私がそう気を揉んでいたら、かぐやさんは「あらそう」と答えた。
「それで、今はわざわざ露天風呂に行くけど、これもネタ出し?」
「あ、いえいえ。やっと構想がまとまったんで、出版社……私の仕事先と話し合いをして、企画書を提出したんです。これが通ったら、私もあおじに話を付けて現世に帰るつもりですよ」
「あらあら、まあまあ。そうなの」
そうこうしゃべっている間に露天風呂の脱衣所に到着した。私たちはもぞもぞと服を脱いでから、洗い場で体を洗い、温泉に浸かる。
久々の頭脳労働に温泉の匂いと疲労の溶け出て行く感覚はよく効いた。
「うぅー……」
「あら奥菜さん変な声」
かぐやさんは髪を丁寧に洗ってからタオルで髪を巻き込んで温泉に浸かった。綺麗なうなじに血行よくなって透けそうな白い肌に血管が浮き出て見えるのは趣がある。
「お風呂に入ったらそんな声出しませんかね?」
「全然。それでこの間、帝が私の部屋を訪ねてきたの」
「……よく話ができましたね」
かぐやさんと帝の関係だと、かぐやさんは居留守を使いそうなのに、今回はきちんと会話ができたらしい。
あの苦労人っぽい人相が頭を過ぎり、思わずホロリとする。このふたりがなんとかなるのかはさっぱりだが、会話を許してくれる程度になれたのはよかったんだろう。
私の内心はさておいて、かぐやさんは拗ねたり不貞腐れたりしてないから、そこまで帝を邪険に扱ってもいないのだろう。彼女は「それでね」と話を続ける。

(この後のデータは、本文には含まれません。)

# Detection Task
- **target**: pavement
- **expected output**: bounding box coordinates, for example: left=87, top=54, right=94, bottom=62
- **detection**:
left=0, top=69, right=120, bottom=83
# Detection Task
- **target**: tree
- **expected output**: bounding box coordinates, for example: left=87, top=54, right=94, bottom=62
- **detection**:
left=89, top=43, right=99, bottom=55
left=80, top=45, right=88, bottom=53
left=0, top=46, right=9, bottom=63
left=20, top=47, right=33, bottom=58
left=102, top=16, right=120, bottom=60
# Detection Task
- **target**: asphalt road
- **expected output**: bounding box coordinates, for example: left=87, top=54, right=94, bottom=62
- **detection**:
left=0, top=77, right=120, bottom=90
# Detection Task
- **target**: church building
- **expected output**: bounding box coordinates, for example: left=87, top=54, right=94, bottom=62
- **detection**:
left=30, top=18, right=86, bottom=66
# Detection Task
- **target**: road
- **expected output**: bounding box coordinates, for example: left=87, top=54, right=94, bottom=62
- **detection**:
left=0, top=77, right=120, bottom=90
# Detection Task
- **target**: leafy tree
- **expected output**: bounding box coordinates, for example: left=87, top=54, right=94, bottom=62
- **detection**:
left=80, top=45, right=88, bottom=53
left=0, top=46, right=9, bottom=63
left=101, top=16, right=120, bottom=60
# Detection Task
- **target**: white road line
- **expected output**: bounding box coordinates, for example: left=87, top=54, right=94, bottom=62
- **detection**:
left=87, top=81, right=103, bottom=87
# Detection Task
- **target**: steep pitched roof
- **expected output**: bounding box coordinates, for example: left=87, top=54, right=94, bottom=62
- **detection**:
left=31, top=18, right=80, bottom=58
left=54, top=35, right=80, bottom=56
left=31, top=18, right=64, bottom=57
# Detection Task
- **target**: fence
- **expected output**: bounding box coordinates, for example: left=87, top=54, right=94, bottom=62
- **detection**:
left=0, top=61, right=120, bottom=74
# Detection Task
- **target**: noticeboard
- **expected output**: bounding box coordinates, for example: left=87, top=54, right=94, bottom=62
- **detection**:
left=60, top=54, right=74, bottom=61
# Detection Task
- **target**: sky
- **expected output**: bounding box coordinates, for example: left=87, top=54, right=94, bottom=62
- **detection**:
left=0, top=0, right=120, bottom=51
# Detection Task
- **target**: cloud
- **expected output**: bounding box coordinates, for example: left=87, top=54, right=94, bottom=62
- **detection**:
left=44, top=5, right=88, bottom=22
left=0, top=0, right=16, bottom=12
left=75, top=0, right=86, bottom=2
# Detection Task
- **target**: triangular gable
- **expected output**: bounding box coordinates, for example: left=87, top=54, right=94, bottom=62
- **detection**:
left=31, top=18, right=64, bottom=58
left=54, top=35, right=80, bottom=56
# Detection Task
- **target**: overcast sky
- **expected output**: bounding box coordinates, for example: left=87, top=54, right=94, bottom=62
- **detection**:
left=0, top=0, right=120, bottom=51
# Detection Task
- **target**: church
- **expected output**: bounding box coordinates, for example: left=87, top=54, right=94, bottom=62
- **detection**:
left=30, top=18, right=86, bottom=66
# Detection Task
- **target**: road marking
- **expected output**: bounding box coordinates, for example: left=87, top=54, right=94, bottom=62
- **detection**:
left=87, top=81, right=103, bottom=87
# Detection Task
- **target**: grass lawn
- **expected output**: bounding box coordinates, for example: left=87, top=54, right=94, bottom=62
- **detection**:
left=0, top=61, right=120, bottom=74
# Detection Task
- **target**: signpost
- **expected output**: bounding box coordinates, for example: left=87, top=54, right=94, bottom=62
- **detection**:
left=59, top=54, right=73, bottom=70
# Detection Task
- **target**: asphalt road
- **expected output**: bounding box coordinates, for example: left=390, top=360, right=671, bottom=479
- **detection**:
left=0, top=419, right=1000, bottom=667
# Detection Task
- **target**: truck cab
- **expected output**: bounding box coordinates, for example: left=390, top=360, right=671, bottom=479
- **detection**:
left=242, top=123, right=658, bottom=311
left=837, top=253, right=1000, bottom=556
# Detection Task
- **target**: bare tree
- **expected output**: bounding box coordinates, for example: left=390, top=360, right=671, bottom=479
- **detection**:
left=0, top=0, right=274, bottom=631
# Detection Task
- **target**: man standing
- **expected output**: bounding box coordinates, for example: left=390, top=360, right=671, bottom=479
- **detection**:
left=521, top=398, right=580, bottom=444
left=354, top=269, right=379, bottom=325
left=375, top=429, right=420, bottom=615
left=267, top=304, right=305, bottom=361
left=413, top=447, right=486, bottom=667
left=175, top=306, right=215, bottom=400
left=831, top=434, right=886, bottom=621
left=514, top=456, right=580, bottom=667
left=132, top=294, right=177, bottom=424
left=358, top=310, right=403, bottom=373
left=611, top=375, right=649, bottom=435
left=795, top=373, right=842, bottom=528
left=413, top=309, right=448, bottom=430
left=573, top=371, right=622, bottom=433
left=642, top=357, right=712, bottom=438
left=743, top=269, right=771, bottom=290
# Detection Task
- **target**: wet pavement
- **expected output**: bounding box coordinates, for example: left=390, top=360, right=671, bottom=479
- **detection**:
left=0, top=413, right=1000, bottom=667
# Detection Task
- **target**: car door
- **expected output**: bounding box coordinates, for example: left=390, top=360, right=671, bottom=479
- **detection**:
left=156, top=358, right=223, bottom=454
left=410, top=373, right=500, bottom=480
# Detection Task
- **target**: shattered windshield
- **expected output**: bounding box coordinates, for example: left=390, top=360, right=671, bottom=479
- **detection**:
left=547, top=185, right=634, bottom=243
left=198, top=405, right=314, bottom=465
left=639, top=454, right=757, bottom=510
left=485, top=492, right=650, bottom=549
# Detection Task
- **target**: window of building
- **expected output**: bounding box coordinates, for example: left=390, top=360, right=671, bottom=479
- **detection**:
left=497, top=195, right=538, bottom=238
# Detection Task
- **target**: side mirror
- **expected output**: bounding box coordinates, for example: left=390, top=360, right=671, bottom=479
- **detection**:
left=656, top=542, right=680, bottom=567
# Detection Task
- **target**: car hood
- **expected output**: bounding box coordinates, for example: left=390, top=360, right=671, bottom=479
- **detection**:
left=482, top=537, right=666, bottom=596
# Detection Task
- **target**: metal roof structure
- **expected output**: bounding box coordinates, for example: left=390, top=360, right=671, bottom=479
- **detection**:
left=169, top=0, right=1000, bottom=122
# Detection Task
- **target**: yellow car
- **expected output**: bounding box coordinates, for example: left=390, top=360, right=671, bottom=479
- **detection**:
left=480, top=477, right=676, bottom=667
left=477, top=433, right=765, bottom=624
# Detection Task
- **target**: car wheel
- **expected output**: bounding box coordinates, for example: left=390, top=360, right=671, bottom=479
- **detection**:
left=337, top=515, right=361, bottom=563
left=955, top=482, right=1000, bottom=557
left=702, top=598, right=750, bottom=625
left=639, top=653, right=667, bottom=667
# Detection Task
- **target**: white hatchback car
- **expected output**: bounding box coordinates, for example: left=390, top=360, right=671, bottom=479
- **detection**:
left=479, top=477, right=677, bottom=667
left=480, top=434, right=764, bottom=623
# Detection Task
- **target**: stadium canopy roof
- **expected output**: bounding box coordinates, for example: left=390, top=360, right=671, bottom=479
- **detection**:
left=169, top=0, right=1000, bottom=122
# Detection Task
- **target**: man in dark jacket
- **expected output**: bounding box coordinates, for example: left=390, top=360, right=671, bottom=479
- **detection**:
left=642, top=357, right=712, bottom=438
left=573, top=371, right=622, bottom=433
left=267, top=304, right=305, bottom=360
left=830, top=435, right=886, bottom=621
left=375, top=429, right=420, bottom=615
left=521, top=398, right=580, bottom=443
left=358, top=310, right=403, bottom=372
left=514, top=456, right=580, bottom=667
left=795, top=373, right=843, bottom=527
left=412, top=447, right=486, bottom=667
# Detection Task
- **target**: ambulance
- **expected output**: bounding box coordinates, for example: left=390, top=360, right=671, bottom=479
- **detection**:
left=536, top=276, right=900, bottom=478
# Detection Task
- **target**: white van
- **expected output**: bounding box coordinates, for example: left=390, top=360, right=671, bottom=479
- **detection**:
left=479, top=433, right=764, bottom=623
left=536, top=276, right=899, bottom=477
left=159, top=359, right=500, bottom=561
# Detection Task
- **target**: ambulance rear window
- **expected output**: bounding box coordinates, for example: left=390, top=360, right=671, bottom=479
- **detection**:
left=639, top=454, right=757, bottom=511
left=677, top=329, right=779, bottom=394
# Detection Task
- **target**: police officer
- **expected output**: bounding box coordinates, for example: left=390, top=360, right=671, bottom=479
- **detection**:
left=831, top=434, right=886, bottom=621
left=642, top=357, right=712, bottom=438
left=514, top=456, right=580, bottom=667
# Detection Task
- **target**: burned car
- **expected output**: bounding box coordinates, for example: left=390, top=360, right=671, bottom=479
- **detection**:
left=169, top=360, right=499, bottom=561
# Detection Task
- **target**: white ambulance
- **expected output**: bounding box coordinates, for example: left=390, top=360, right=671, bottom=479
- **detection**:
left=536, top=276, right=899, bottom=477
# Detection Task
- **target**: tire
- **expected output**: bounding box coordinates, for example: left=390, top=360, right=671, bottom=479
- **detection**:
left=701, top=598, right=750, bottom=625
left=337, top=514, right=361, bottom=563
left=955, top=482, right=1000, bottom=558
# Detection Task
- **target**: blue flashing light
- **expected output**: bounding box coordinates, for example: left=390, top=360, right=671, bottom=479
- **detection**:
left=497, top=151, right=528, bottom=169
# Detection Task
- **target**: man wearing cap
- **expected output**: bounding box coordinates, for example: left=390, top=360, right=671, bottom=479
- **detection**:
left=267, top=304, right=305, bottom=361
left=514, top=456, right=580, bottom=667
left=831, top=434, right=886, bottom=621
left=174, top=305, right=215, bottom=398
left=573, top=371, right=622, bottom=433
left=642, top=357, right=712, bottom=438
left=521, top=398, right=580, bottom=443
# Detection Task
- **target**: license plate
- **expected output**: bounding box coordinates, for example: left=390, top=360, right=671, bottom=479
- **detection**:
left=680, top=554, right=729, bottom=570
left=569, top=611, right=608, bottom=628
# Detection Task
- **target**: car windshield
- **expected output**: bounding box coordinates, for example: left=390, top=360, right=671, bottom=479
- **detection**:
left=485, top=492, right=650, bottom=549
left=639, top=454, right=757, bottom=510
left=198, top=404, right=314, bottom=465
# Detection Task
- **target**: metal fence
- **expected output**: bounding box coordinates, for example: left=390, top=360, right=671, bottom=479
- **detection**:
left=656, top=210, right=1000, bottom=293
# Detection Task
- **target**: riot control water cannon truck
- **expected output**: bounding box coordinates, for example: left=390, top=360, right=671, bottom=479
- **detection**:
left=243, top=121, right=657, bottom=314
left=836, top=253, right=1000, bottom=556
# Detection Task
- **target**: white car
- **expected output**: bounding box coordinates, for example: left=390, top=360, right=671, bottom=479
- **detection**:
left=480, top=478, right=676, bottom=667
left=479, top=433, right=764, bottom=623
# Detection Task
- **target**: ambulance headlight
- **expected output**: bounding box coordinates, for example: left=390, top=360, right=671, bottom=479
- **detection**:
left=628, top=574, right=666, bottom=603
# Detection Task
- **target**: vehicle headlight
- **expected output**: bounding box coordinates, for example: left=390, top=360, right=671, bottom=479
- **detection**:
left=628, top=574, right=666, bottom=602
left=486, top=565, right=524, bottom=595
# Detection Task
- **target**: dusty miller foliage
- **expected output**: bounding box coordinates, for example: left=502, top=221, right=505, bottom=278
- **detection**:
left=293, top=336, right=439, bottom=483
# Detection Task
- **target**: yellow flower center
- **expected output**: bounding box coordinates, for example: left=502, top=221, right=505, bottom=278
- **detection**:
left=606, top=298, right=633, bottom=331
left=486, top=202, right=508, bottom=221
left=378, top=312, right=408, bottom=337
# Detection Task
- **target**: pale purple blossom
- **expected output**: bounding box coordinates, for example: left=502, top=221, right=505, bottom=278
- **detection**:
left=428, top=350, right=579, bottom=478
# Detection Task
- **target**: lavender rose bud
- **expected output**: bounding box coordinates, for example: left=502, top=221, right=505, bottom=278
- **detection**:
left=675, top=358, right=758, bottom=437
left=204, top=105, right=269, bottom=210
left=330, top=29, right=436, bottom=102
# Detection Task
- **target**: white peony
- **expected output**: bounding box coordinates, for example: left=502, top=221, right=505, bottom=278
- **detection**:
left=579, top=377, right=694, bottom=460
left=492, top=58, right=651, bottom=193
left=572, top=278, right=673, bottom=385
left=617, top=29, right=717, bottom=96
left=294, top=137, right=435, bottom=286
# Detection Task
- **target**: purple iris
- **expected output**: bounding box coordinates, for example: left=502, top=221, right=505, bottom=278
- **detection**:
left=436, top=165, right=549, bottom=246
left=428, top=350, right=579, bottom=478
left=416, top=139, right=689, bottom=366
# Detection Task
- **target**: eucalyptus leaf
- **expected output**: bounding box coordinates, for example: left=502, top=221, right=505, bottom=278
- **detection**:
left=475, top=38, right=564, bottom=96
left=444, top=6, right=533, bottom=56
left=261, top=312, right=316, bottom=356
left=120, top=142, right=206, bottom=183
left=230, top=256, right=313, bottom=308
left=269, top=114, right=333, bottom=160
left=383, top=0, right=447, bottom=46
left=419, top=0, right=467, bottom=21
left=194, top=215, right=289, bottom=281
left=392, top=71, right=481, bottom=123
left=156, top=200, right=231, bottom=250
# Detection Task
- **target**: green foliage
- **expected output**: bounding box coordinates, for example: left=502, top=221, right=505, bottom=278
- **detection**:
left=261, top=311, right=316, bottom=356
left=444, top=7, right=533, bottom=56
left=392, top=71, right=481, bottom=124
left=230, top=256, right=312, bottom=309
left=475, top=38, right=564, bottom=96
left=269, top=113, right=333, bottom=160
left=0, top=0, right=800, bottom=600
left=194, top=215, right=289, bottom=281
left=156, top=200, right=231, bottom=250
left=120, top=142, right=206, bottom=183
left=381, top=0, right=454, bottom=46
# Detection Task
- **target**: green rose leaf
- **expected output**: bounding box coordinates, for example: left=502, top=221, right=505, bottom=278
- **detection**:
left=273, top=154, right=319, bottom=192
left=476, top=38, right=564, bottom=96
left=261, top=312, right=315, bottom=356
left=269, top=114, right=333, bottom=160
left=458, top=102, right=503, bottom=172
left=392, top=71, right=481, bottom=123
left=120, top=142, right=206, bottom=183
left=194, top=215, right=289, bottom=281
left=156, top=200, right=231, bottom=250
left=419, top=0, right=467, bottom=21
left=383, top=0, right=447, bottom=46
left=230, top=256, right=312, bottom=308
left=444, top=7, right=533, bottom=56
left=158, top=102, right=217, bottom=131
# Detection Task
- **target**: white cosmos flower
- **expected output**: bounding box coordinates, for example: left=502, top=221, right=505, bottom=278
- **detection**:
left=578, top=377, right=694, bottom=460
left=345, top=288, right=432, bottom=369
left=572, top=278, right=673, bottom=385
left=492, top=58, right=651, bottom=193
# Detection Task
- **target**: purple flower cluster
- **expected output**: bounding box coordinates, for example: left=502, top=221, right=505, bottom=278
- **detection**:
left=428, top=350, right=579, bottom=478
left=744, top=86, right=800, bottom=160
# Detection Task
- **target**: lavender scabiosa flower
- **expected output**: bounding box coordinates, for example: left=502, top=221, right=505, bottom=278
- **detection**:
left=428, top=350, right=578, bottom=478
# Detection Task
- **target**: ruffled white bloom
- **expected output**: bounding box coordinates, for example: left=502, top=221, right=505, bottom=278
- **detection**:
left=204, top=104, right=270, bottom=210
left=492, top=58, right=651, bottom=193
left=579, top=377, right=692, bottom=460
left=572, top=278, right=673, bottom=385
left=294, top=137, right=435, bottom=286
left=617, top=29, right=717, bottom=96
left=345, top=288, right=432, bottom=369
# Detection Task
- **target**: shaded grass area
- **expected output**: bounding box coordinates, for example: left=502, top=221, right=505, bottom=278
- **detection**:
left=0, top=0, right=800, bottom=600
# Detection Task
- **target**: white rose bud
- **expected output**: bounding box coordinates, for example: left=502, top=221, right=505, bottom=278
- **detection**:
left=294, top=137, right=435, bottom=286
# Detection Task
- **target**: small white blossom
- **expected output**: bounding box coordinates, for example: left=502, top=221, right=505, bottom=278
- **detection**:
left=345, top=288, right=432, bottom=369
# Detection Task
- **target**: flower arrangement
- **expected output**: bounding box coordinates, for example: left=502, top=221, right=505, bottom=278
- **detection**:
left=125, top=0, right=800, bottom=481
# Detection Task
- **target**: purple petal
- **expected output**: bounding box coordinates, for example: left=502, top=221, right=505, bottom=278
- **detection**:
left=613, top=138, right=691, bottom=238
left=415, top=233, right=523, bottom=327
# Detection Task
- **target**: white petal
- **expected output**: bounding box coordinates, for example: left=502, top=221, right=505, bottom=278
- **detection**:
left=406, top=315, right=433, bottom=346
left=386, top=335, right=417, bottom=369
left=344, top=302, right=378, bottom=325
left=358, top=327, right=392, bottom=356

「帝ったら、幸福湯の泊まり客を全員集めて、自分の支払いで宴会したいって、店主に話を通したらしいんですよ。大袈裟ねえ」
「ま、まあ……」
あのひと本当にやりよったのか。私は思わず頬を引きつらせていたものの、かぐやさんは概ね満足そうな顔をしていた。
「でも。私がいろんなひととお話したいってこと、やっとわかってくれたのは嬉しいですね。ねえ。あなたが現世に帰る前には帝も宴を開くと思うから、参加してくださる?」
そう尋ねられ、私は少しだけ言葉を詰まらせる。
……ここの泊り客が皆参加する飲み会となったら、多分若彦さんも瓜子さんも参加するんだよなあと思う。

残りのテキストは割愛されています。